Incluso un guerrero como Catón se batió en retirada; lanzaba débiles aullidos de dolor que se fueron apagando al abrir los ojos y captar una visión de Servilia más aterradora que nada excepto el rostro muerto de Cepión, una Servilia cuyos labios estirados hacia atrás dejaban al descubierto los dientes y cuyos ojos tenían un resplandor asesino. Entonces apartó la dilatada mirada de su hijo, de su marido y de su hermanastro, levantó los dedos que chorreaban sangre y lamió lascivamente la carne de Catón que había en ellos. Silano sintió arcadas y salió corriendo, y Bruto se desmayó, lo cual dejó a Catón mirándola ferozmente entre ríos de sangre.
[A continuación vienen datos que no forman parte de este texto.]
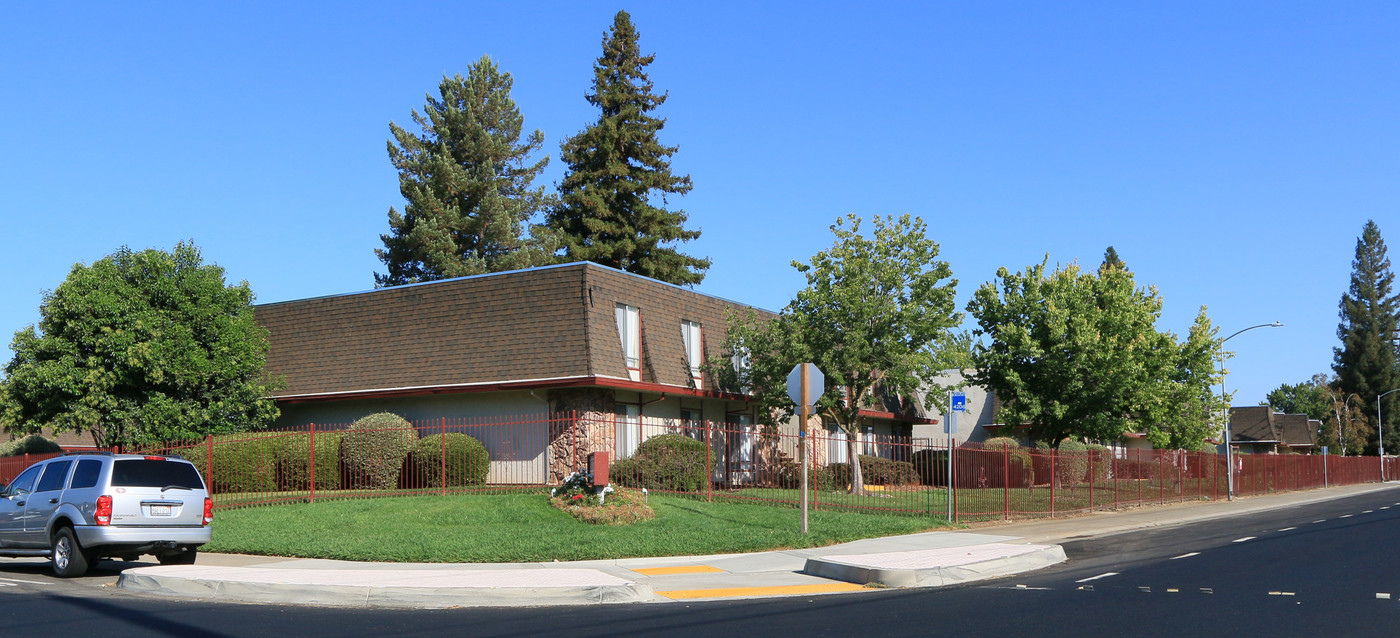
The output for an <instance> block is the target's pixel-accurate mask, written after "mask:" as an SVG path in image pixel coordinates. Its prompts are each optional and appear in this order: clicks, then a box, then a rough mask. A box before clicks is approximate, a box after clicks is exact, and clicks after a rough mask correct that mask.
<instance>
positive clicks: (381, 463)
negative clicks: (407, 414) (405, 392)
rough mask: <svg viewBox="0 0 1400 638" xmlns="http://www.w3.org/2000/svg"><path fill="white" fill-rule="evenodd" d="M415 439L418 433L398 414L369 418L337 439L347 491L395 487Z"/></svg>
mask: <svg viewBox="0 0 1400 638" xmlns="http://www.w3.org/2000/svg"><path fill="white" fill-rule="evenodd" d="M417 439H419V431H417V430H413V425H412V424H410V423H409V421H406V420H403V417H400V416H398V414H391V413H378V414H370V416H368V417H364V418H360V420H358V421H356V423H354V424H351V425H350V430H346V432H344V435H343V437H342V438H340V460H342V462H343V463H344V466H346V474H347V478H349V480H350V487H351V488H356V490H393V488H395V487H398V485H399V476H400V474H402V473H403V463H405V460H406V459H407V458H409V452H412V451H413V442H414V441H417Z"/></svg>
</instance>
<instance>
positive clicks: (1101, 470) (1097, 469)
mask: <svg viewBox="0 0 1400 638" xmlns="http://www.w3.org/2000/svg"><path fill="white" fill-rule="evenodd" d="M1084 446H1085V448H1089V458H1091V460H1092V463H1091V465H1092V466H1093V483H1103V481H1106V480H1109V470H1112V469H1113V451H1110V449H1109V446H1107V445H1099V444H1084Z"/></svg>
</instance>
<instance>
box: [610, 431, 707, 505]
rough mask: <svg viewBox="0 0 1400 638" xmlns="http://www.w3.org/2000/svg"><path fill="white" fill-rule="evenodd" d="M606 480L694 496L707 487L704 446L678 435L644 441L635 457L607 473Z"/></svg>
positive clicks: (636, 453) (618, 462)
mask: <svg viewBox="0 0 1400 638" xmlns="http://www.w3.org/2000/svg"><path fill="white" fill-rule="evenodd" d="M608 473H609V478H610V480H612V481H616V483H617V484H620V485H624V487H645V488H647V490H664V491H682V492H697V491H704V488H706V487H707V485H708V484H710V467H708V466H707V463H706V444H704V442H703V441H696V439H693V438H690V437H682V435H679V434H662V435H659V437H652V438H650V439H647V441H643V442H641V445H638V446H637V453H634V455H631V456H630V458H626V459H619V460H616V462H613V463H612V466H610V467H609V469H608Z"/></svg>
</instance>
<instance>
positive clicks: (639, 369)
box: [617, 304, 641, 381]
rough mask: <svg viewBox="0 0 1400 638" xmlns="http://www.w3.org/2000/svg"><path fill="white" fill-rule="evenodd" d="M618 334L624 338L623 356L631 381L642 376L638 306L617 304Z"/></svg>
mask: <svg viewBox="0 0 1400 638" xmlns="http://www.w3.org/2000/svg"><path fill="white" fill-rule="evenodd" d="M617 334H619V336H622V355H623V360H624V361H626V362H627V375H629V376H631V381H638V378H640V376H641V312H640V311H637V308H636V306H630V305H626V304H617Z"/></svg>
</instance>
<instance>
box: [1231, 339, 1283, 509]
mask: <svg viewBox="0 0 1400 638" xmlns="http://www.w3.org/2000/svg"><path fill="white" fill-rule="evenodd" d="M1256 327H1284V325H1282V323H1280V322H1274V323H1260V325H1257V326H1249V327H1246V329H1243V330H1239V332H1236V333H1235V334H1231V336H1228V337H1225V339H1221V347H1224V346H1225V341H1229V340H1231V339H1235V337H1238V336H1240V334H1243V333H1247V332H1250V330H1253V329H1256ZM1221 400H1222V402H1226V403H1225V498H1226V499H1229V501H1233V499H1235V452H1233V451H1231V441H1229V434H1231V432H1229V399H1228V397H1226V396H1225V354H1224V351H1222V353H1221Z"/></svg>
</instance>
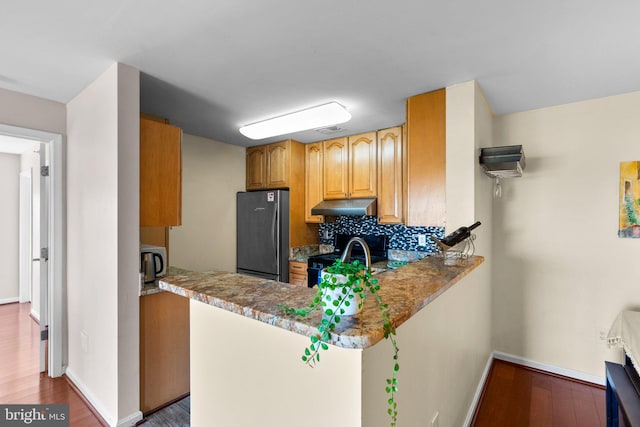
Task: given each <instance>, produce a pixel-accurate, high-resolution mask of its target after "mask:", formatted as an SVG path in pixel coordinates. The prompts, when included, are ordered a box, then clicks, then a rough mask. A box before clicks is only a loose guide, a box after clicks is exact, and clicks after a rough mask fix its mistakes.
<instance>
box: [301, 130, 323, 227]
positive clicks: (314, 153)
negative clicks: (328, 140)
mask: <svg viewBox="0 0 640 427" xmlns="http://www.w3.org/2000/svg"><path fill="white" fill-rule="evenodd" d="M304 153H305V156H304V157H305V163H304V164H305V168H304V169H305V180H304V181H305V208H304V211H305V221H306V222H309V223H322V222H324V216H322V215H311V208H313V207H314V206H316V205H317V204H318V203H320V202H322V173H323V169H324V168H323V164H324V162H323V152H322V142H315V143H312V144H306V145H305V146H304Z"/></svg>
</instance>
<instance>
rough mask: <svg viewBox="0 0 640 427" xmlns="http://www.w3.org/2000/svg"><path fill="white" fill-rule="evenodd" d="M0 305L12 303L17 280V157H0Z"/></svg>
mask: <svg viewBox="0 0 640 427" xmlns="http://www.w3.org/2000/svg"><path fill="white" fill-rule="evenodd" d="M0 200H2V209H0V304H4V303H9V302H16V301H18V296H19V294H20V287H19V283H20V278H19V271H20V270H19V261H18V258H19V246H20V240H19V224H20V223H19V218H20V215H19V212H20V209H19V206H20V204H19V203H20V156H19V155H16V154H5V153H0Z"/></svg>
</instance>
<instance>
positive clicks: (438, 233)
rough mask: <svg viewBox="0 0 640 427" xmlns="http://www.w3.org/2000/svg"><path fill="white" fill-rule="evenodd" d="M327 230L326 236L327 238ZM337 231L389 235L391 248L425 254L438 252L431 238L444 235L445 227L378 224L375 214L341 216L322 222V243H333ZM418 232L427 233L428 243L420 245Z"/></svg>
mask: <svg viewBox="0 0 640 427" xmlns="http://www.w3.org/2000/svg"><path fill="white" fill-rule="evenodd" d="M325 232H326V238H325ZM336 233H343V234H372V235H376V236H382V235H387V236H389V249H390V250H402V251H419V252H424V253H425V254H432V253H435V252H438V249H437V245H436V243H435V242H434V241H433V240H431V239H430V238H429V236H431V235H433V236H434V237H436V238H438V239H442V238H443V237H444V227H407V226H406V225H402V224H394V225H390V224H389V225H388V224H378V218H377V217H375V216H339V217H336V221H335V222H333V223H325V224H320V227H319V234H320V244H324V245H333V240H334V236H335V234H336ZM418 234H426V236H427V244H426V245H425V246H418Z"/></svg>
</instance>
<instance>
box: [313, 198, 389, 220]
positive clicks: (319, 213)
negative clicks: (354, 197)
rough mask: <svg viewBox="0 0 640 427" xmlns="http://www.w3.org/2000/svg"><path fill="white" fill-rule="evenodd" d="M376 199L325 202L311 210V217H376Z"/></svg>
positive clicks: (318, 204)
mask: <svg viewBox="0 0 640 427" xmlns="http://www.w3.org/2000/svg"><path fill="white" fill-rule="evenodd" d="M376 210H377V204H376V199H348V200H324V201H322V202H320V203H319V204H318V205H316V206H314V207H313V208H312V209H311V215H331V216H340V215H352V216H363V215H376V214H377V212H376Z"/></svg>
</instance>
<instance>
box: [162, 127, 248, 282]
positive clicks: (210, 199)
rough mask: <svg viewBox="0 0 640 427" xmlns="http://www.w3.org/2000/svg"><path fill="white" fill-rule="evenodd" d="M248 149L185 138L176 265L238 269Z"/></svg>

—Sal de aquí y no vuelvas nunca más —le dijo ella en voz baja y suave.
—¡Tu hijo acabará siendo mío, no lo dudes!
—Si tan sólo lo intentas, Catón, lo que te he hecho hoy te parecerá el beso de una mariposa.
—¡Eres un monstruo!
—Sal de aquí, Catón. Y Catón salió, sujetándose los pliegues de la toga contra la cara y el cuello.
—Pero, ¿cómo no se me ha ocurrido decirle que fui yo quien mandó a Cepión a la muerte? —se preguntó Servilia mientras se agachaba junto a la inanimada forma de su hijo—. Da igual —continuó diciendo para sí al tiempo que se limpiaba los dedos antes de empezar a administrar sus cuidados a Bruto—, así me queda esa cosita en reserva para otra ocasión.
El muchacho recobró la conciencia poco a poco, quizá porque en el fondo de su mente moraba ahora un terror absoluto hacia su madre, que era capaz de comerse la carne de Catón con deleite. Pero al final no tuvo más remedio que abrir los ojos y mirarla fijamente.
—Levántate y siéntate en el canapé.
Bruto se levantó y la obedeció.
—¿Sabes de qué se trataba todo eso?
—No, mamá —repuso él en un susurro.
—¿Ni siquiera cuando Catón me llamó ramera?